BiPoC steht für Schwarze, Indigene, People of Color.

Fridays fo Future demontiert sich selbst

Angesichts dieser klaren Ansage kann man nur hoffen, dass keine Jugendlichen mit Dreadlocks mitdemonstrieren wollen…

Das Echo auf diese Ausladung der Musikerin ist fatal. Die Berichterstattung zu Fridays for Future schnellt hoch  und ist negativ. Die schlechte Nachricht für die NGO ist, dass die Demo erst heute stattfindet. Also wird die Berichterstattung anhalten und sich negativ verstärken. Fridays for Future reitet eine Welle, die sie selbst diskreditiert.
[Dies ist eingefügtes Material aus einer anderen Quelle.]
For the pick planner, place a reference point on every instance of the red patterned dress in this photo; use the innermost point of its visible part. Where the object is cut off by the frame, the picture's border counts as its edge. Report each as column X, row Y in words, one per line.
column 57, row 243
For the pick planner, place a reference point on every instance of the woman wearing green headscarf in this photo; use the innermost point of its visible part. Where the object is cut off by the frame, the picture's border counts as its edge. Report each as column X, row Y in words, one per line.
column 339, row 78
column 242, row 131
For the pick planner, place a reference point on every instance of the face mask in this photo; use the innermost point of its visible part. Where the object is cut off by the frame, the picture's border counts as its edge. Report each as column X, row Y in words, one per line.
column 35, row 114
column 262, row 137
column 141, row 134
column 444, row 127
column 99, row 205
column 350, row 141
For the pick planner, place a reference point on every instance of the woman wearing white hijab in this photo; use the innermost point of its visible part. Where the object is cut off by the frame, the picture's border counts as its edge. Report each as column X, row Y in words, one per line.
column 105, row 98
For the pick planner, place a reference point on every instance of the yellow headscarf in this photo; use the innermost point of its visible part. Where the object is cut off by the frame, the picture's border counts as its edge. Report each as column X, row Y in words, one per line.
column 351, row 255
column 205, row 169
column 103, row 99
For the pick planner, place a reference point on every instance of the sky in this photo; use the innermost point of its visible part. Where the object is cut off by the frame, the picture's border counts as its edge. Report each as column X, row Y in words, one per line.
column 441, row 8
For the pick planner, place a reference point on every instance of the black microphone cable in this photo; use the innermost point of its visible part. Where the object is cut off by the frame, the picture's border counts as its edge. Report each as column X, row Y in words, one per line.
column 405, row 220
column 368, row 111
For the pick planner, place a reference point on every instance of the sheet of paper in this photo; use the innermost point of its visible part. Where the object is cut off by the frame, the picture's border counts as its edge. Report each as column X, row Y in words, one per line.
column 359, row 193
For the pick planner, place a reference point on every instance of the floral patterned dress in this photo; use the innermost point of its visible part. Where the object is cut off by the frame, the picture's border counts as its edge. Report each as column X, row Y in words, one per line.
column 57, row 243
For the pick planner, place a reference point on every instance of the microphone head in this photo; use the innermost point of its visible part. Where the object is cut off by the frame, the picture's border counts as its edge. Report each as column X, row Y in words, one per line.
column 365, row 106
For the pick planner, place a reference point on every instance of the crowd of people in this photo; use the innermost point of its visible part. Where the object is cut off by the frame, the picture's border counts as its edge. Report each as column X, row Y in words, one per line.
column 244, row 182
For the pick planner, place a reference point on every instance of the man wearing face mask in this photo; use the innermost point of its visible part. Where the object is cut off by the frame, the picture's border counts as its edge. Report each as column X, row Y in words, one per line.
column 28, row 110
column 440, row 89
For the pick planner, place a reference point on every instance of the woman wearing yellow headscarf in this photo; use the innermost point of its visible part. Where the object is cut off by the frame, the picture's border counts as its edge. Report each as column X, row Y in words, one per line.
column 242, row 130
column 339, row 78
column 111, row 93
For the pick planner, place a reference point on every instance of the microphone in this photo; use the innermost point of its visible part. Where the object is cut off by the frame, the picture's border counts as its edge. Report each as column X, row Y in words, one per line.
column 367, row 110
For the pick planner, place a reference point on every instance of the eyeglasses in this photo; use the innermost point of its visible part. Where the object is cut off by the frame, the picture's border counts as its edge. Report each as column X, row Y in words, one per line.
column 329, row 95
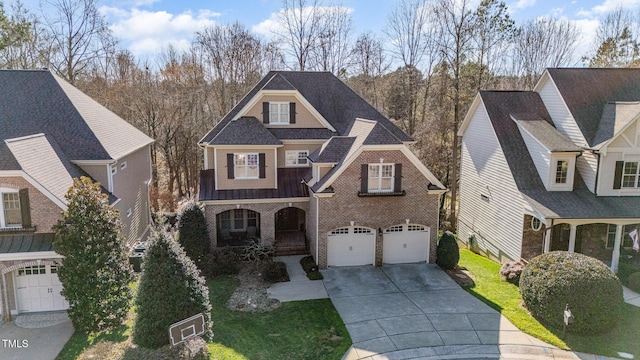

Wer den Anspruch hat, auf der weltpolitischen Bühne Ansprechpartner auf Augenhöhe mit Politikern und Managern zu sein, schaufelt gerade sein eigenes Grab.

Die Situation ließe sich noch retten, wenn sich Fridays for Future heute auf der Demo entschuldigt – oder sogar Maltzahn als Überraschungsgast präsentiert. Motto: Wir haben gelernt. Doch die ideologische Verbohrtheit scheint so groß, dass das wohl nicht passiert.